Removing an entity from a collection won't delete it from the database when you save the collection. You's rather manually delete the entity. Or use a Unit Of Work object. Where you can add entities to be deleted, others to be saved and commit the UOW at the end to execute all the needed actions.

sgay
User
Posts: 53
Joined: 23-Nov-2006
# Posted on: 17-May-2007 10:22:48   

Walaa wrote:

Removing an entity from a collection won't delete it from the database when you save the collection. You's rather manually delete the entity.

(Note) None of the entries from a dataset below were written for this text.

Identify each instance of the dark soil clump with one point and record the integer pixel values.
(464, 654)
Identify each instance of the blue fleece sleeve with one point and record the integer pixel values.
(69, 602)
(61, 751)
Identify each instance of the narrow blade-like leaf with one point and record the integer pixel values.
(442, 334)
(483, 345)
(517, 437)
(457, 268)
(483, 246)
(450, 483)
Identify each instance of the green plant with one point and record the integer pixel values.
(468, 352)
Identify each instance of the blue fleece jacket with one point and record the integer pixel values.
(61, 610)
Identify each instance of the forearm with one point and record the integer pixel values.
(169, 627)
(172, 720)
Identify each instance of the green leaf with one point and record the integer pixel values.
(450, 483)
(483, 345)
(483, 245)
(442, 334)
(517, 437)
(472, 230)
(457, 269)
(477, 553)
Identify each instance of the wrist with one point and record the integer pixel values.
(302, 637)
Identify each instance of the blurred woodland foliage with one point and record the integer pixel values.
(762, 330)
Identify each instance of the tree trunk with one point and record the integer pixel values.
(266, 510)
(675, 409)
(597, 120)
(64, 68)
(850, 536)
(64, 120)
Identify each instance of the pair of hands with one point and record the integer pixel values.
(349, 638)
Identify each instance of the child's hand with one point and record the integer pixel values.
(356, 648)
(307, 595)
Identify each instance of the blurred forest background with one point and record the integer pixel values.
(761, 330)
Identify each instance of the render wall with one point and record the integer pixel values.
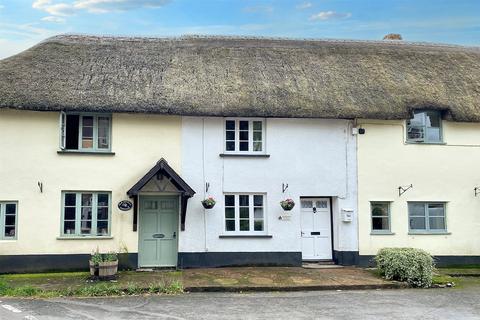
(439, 172)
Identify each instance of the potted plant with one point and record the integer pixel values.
(95, 260)
(208, 203)
(287, 204)
(109, 265)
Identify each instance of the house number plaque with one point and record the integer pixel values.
(125, 205)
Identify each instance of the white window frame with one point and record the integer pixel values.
(3, 218)
(78, 205)
(250, 136)
(94, 148)
(427, 229)
(251, 215)
(424, 128)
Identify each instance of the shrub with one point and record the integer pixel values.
(415, 266)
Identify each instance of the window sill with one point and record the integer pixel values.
(429, 233)
(85, 238)
(230, 236)
(379, 233)
(244, 155)
(103, 153)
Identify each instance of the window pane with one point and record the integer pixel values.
(379, 209)
(230, 213)
(243, 146)
(86, 199)
(86, 227)
(10, 208)
(416, 209)
(437, 223)
(244, 135)
(244, 125)
(9, 231)
(103, 132)
(230, 124)
(69, 227)
(244, 225)
(436, 210)
(258, 200)
(230, 225)
(258, 225)
(103, 199)
(244, 213)
(307, 204)
(86, 213)
(258, 213)
(243, 200)
(229, 200)
(69, 213)
(102, 213)
(417, 223)
(380, 223)
(102, 228)
(70, 199)
(230, 135)
(10, 220)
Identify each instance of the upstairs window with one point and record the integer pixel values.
(8, 220)
(244, 136)
(425, 127)
(86, 214)
(85, 132)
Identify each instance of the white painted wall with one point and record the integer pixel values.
(315, 157)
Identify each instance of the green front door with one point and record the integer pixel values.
(158, 229)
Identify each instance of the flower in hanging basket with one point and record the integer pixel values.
(287, 204)
(209, 203)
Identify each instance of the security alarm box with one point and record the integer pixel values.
(347, 215)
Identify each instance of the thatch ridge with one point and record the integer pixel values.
(243, 76)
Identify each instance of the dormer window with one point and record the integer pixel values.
(85, 132)
(244, 136)
(425, 127)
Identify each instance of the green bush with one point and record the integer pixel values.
(414, 266)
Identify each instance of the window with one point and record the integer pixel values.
(8, 220)
(425, 126)
(380, 217)
(244, 136)
(85, 132)
(244, 212)
(86, 214)
(425, 216)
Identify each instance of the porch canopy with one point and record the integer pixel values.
(156, 175)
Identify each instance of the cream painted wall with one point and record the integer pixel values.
(29, 144)
(447, 172)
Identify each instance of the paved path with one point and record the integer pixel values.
(371, 304)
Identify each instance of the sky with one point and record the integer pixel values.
(23, 23)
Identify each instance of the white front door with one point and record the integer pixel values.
(316, 229)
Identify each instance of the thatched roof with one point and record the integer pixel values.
(215, 76)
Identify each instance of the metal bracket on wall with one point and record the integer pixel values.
(476, 191)
(403, 189)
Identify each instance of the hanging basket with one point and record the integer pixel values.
(287, 204)
(208, 203)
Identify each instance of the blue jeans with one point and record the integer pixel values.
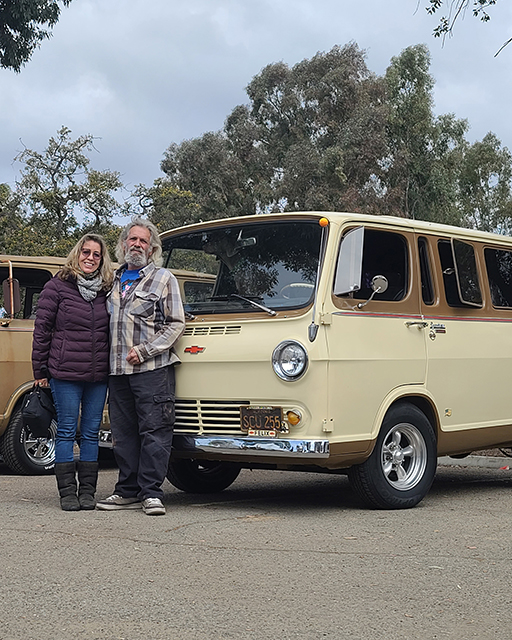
(69, 398)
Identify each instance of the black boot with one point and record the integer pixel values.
(87, 479)
(66, 482)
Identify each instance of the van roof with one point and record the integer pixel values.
(33, 260)
(339, 218)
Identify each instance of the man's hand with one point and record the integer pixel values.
(132, 357)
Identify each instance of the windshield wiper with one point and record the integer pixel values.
(254, 304)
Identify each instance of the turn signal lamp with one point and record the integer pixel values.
(294, 417)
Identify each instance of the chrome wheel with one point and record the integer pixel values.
(404, 456)
(402, 465)
(40, 451)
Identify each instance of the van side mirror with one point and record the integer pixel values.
(12, 298)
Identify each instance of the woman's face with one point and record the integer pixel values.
(90, 257)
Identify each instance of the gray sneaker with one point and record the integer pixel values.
(153, 507)
(114, 502)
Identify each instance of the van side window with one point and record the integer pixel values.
(427, 286)
(31, 282)
(384, 254)
(460, 274)
(499, 270)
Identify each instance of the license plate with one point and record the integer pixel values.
(261, 421)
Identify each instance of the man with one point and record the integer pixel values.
(146, 319)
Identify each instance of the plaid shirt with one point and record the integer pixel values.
(149, 318)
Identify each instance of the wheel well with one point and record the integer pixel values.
(423, 405)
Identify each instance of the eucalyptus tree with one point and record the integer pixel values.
(62, 195)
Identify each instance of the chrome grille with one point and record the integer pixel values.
(208, 416)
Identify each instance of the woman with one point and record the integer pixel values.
(71, 352)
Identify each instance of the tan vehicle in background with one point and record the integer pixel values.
(23, 279)
(341, 343)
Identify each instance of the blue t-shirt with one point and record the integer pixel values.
(128, 277)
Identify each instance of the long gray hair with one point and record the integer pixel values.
(155, 242)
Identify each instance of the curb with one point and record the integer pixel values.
(486, 462)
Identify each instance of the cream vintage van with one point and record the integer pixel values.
(22, 281)
(341, 343)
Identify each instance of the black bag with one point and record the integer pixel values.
(38, 411)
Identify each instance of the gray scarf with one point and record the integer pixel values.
(89, 286)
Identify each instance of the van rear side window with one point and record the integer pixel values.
(499, 271)
(31, 282)
(460, 273)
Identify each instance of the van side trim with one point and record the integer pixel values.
(241, 445)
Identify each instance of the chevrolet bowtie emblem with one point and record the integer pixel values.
(194, 349)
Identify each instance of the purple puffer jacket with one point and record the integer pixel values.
(71, 335)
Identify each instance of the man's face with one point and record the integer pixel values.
(138, 247)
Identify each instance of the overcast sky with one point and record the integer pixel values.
(141, 74)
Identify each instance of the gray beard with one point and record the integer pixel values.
(136, 259)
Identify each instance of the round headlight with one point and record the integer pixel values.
(290, 360)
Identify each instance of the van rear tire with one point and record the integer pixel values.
(402, 466)
(25, 454)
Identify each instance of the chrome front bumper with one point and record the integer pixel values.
(243, 445)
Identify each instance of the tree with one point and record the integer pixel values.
(57, 185)
(420, 177)
(168, 206)
(24, 24)
(309, 139)
(458, 8)
(485, 186)
(327, 134)
(11, 220)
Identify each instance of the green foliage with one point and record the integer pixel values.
(56, 186)
(24, 24)
(456, 9)
(168, 206)
(328, 134)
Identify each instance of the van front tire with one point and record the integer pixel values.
(25, 454)
(402, 466)
(202, 476)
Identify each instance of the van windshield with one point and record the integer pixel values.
(273, 264)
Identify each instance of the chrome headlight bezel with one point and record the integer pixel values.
(301, 360)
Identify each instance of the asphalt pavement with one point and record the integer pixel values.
(277, 555)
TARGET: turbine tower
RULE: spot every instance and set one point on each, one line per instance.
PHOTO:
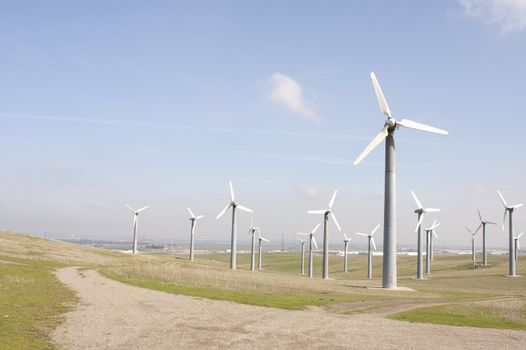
(387, 133)
(135, 225)
(509, 210)
(193, 219)
(326, 214)
(260, 238)
(252, 231)
(473, 233)
(517, 245)
(420, 211)
(302, 266)
(430, 232)
(233, 243)
(345, 249)
(484, 252)
(370, 244)
(312, 241)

Mmm... so it seems that the concept behind all this is that LLBLGen does not update collections i.e. propagates changes made to the collection (including new and removed elements) to the database, but rather uses collections to identify dependent entities and individually save these entities.

Then,

order.OrderItems.Add(item); // item becomes a dependent entity and will be saved ("added"). order.OrderItems.RemoveAt(3); // removed item is not a dependent entity anymore, full stop. adapter.DeleteEntity(order.OrderItems[3]); // explicitly deletes ("removes") the item.

Correct?

To come back to my original point, which was about updating a many-to-many relation: assuming I have User -> Role (n:m via UserRole), and the UI lets me pick roles for a user by checking them in a list, and then gives me back a user ID and a list of role IDs. I would need to do something like:

void UpdateRoles(int userID, int[] roleIDs)
{
    // should really wrap this in a transaction or a UnitOfWork

    adapter.DeleteEntitiesDirectly("UserRoleEntity", 
        new RelationPredicateBucket(UserRoleFields.UserId == userID));
    foreach (int roleID in roleIDs)
    {
        UserRoleEntity e = new UserRoleEntity();
        e.UserId = userID;
        e.RoleId = roleID;
        adapter.SaveEntity(e);
    }
}

Alternatively, I'd need to implement my own mechanism to track checked and unchecked roles, so I know which UserRoleEntity entities to selectively delete.

Do I make sense?

Walaa avatar
Walaa
Support Team
Posts: 14995
Joined: 21-Aug-2005
# Posted on: 17-May-2007 10:42:45   

To come back to my original point, which was about updating a many-to-many relation: assuming I have User -> Role (n:m via UserRole), and the UI lets me pick roles for a user by checking them in a list, and then gives me back a user ID and a list of role IDs.

I'd take the first approach, delete all the entries and then add the new ones, preferably within a transaction.

And in case I have the UserRole entities to be deleted and thos to be inserted (instead of the user ID and role IDs) I'd have used a UOW.